A adição do biodiesel como combustível é recente, por isso a maioria dos estudos foca na análise da eficiência do motor, propriedades físicas e químicas do biodiesel e emissões (Canakci, 2007; Lu et al., 2007; Ozgunay et al., 2007; Singh et al., 2008). Em contrapartida, apenas alguns estudos focam na análise do combustível biodiesel em nível de toxicidade (Finch et al., 2002; Khan et al., 2007; Liu et al., 2008) citotoxicidade e mutagenicidade (Carraro et al., 1997; Bunger et al., 1998, 2000a, 2000b, 2007).

Finch et al. (2002), expuseram ratos durante 6 horas por dia, 5 dias por semana, por 13 semanas, à inalação do material oriundo da combustão do biodiesel de soja, nas concentrações de MP (0.04, 0.2, e 0.5 mg/m3). Os autores demonstraram um infiltrado de macrófagos alveolares que perduram até 28 dias após o fim das exposições, sugerindo esse evento como uma resposta fisiológica normal.

Células A549 da via aérea humana foram tratadas durante 5 dias com as partículas da queima do diesel e das diferentes concentrações do biodiesel (B20, B40, B60, B80 e B100) na concentração de 25 mg/Ml. Houve a formação de células multinucleadas para todos os grupos tratados: diesel

e B100 (12%), B20 (52%), B40 (48%), B60 (47%), B80 (16%). Esses resultados demonstram uma relação entre a formação de células multinucleadas e o MP (Ackland et al., 2007). Khan et al. (2007) demonstraram uma associação positiva entre a exposição aguda ao MP do combustível B50 e o aumento da mortalidade dos organismos aquáticos.

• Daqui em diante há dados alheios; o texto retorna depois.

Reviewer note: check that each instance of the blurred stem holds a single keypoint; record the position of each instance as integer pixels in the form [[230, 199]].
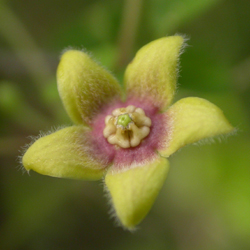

Bunger et al. (2000b) estudaram as propriedades mutagênicas da queima do diesel e de dois tipos de biodiesel (éster metílico de soja e éster metílico de colza), utilizando como modelo de estudo, Salmonella; os autores

observaram que os dois tipos de biodiesel são significantemente menos mutagênicos que o diesel por emitir menos fuligem e HPAs, e atribuiram essa propriedade mutagênica ao enxofre do combustível diesel. Em outro estudo, Bunger et al. (2000a), avaliaram os efeitos citotóxicos e mutagênicos da combustão do diesel e biodiesel (éster metílico de colza); os resultados demonstraram que o diesel é mais mutagênico do que o biodiesel, porém o biodiesel é mais citotóxico do que o diesel por elevar as emissões de carbonilas. Bunger et al. (2007), em estudo semelhante aos anteriores, descreveram que as emissões do biodiesel também possuem efeitos citotóxicos similares e/ou mais marcantes que o diesel.

A possibilidade da ampliação da mistura diesel/biodiesel, em diferentes proporções indica claramente a necessidade de estudos sobre as modificações das emissões e sua toxicidade, uma vez que o mecanismo fisiopatológico sobre a morbidade e mortalidade por doenças cardiovasculares não está totalmente estabelecido. Nesse contexto, a determinação da toxicidade relativa do material da queima do combustível

diesel e biodiesel no sistema cardiovascular é de extrema relevância no fornecimento de dados para discussões sobre as vantagens e desvantagens dos mesmos, além de contribuir com o desenvolvimento de estratégias que visem à elaboração de políticas públicas para a melhoria da qualidade de vida da população.